Expression dynamics of Toll-like receptors mRNA and cytokines in porcine peripheral blood mononuclear cells stimulated by bacterial lipopolysaccharide

The Toll-like receptor (TLR)4 is critical for the recognition of Gram-negative bacterial lipopolysaccharide (LPS) but in porcine peripheral blood mononuclear cells (PBMCs) it may cooperate with other TLRs and lead to the production of inflammatory cytokines.
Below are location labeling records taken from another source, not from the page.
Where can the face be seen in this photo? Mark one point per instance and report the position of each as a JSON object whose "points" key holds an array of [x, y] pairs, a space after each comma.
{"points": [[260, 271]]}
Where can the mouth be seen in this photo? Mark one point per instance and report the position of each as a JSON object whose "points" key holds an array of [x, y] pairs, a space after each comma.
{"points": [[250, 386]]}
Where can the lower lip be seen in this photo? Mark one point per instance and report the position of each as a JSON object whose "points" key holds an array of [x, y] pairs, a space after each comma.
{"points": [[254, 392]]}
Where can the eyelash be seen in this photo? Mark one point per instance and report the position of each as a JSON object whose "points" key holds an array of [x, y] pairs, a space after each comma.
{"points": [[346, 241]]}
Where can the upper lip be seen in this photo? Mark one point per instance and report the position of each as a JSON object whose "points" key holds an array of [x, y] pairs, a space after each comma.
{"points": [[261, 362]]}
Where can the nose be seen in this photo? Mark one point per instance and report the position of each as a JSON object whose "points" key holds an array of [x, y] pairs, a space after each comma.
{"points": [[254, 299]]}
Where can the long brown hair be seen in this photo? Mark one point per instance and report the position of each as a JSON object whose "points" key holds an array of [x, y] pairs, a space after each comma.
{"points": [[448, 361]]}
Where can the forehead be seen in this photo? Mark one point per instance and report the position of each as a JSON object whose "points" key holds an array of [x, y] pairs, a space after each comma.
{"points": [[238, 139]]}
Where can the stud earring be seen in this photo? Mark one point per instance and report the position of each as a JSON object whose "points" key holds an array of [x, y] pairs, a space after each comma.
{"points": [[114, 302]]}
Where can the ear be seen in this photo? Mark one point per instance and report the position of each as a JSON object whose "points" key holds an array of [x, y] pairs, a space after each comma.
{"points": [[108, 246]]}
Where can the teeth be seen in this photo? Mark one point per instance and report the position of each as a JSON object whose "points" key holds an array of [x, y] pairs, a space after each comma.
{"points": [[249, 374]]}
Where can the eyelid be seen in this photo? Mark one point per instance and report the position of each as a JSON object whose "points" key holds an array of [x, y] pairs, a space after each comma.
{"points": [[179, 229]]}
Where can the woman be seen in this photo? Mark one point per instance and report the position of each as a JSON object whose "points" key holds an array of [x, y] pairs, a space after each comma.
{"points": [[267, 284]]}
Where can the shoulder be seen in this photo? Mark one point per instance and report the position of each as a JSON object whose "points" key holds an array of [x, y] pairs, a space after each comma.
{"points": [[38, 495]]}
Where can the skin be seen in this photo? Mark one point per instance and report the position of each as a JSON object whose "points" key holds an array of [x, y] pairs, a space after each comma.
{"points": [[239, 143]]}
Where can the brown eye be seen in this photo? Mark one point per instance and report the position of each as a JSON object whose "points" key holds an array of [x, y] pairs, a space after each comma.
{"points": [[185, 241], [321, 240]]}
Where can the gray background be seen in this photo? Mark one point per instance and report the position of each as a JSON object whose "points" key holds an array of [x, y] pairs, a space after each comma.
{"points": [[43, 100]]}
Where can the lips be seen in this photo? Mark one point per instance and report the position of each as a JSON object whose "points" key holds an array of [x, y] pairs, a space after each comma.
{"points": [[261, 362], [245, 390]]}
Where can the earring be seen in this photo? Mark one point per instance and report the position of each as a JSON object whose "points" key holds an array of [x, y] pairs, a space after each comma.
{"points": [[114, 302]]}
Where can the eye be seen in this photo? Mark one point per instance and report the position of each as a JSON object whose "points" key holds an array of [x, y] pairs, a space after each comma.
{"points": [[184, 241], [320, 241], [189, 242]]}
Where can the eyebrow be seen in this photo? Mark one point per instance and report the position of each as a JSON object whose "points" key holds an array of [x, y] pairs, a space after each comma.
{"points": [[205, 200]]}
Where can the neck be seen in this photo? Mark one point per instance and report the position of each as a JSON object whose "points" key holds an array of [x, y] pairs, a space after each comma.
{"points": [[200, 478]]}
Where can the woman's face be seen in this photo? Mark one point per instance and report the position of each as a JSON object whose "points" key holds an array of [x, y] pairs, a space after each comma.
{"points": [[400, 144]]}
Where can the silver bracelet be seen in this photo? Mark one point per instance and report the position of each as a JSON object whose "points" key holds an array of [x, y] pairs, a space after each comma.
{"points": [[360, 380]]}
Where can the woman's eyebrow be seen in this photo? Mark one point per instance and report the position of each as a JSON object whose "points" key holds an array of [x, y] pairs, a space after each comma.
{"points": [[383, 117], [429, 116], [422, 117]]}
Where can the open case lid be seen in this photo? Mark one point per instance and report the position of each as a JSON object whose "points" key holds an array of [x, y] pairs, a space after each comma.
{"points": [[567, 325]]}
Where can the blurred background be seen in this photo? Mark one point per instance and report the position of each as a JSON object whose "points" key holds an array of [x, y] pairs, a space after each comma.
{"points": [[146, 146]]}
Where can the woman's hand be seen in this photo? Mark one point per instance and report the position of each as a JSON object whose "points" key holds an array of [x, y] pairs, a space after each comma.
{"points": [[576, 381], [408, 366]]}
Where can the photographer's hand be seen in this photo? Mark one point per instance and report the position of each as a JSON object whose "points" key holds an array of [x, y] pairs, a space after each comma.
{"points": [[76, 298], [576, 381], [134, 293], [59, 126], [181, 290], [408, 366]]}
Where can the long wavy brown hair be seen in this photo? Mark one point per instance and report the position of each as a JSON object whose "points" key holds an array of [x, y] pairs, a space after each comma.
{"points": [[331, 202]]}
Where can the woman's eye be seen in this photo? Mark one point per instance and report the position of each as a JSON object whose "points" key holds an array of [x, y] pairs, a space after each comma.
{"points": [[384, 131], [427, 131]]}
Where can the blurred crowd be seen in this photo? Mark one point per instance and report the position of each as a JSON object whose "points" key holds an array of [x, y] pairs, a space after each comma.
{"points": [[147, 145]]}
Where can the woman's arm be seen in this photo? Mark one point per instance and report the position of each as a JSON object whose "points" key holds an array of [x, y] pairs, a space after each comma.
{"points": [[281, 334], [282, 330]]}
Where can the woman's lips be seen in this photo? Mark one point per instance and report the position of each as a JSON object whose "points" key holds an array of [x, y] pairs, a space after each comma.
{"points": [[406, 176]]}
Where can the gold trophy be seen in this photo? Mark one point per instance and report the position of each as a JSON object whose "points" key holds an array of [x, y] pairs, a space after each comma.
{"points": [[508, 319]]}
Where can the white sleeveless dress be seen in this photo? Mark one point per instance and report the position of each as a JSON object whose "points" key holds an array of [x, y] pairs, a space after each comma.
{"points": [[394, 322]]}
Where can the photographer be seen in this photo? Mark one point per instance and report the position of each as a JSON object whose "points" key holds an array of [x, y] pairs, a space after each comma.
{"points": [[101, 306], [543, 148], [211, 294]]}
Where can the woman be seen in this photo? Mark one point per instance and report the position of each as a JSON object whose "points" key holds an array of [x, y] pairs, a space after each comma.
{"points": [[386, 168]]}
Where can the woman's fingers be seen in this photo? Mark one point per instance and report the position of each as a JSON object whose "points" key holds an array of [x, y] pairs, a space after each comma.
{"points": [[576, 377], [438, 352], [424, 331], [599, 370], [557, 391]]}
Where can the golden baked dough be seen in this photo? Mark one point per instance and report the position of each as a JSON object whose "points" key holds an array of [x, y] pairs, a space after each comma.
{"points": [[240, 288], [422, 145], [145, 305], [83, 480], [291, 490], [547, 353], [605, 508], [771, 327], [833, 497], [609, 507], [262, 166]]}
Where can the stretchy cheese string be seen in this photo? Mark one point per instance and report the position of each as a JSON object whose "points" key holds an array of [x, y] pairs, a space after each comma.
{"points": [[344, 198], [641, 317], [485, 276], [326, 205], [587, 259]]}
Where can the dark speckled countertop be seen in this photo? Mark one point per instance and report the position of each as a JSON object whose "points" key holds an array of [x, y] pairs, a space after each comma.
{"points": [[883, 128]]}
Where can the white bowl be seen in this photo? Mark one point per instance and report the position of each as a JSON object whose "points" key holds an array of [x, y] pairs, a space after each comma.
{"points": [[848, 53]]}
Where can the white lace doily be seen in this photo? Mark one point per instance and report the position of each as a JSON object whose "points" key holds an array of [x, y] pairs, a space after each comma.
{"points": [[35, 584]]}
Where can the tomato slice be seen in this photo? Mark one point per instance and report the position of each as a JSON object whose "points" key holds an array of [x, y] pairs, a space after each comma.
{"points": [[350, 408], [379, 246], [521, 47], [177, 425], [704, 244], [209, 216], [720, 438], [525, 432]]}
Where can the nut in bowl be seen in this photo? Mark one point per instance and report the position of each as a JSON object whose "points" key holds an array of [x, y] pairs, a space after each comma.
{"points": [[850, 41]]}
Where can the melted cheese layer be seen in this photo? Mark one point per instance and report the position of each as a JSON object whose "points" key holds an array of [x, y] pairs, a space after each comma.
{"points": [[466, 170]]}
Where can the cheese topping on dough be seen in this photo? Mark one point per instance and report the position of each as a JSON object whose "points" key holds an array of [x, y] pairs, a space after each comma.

Therefore, we analyzed TLR1-10 mRNA expression in porcine PBMCs stimulated with LPS over time (1-48 h) by using quantitative real-time PCR and cytokine proteins level by ELISA in culture supernatant. TLR1-10 mRNA was detectable in porcine PBMCs. When compared with the control (non-stimulated), TLR1 mRNA were increased (p<0.05) at 3 h after challenge with 1 μg/ml LPS, whereas TLR1 and TLR2 mRNA were increased (p<0.01) at 6 h after challenge with 10 μg/ml LPS. TLR4 increased (p<0.001) at 3h after challenge with LPS and remained constant. TLR5 and TLR6 mRNA increased (p<0.05) at 9 h and 1 h after of LPS stimulation, respectively. The mRNA of CD14 and MD2 were increased (p<0.001) at 1h after LPS stimulation. Additionally, at most of the time analyzed, the mRNA expression increased with the dose of LPS. The LPS concentration had influence (p<0.05) on all the TLRs expression except TLR10; whereas time had effect (p<0.05) on all TLRs expression except TLR2, 3, 6 and 10. When compared to the control, the cytokines IL1b, IL8 and TNFα proteins were increased (p<0.001) immediately at 1 h after LPS stimulation and remained constant till 48 h. IL12b was increased (p<0.001) 12 h after challenge with 10 μg/ml of LPS. Although IL8 level was the highest, the higher (p<0.05) expression of all these inflammatory cytokines indicate that upon interacting with TLRs, LPS exerted inflammatory response in PBMCs through the production of Th1 type cytokines. The production of cytokines was influenced (p<0.001) by both the dose of LPS and the stimulation time. Hence, the porcine PBMCs are likely able to express all members of TLRs.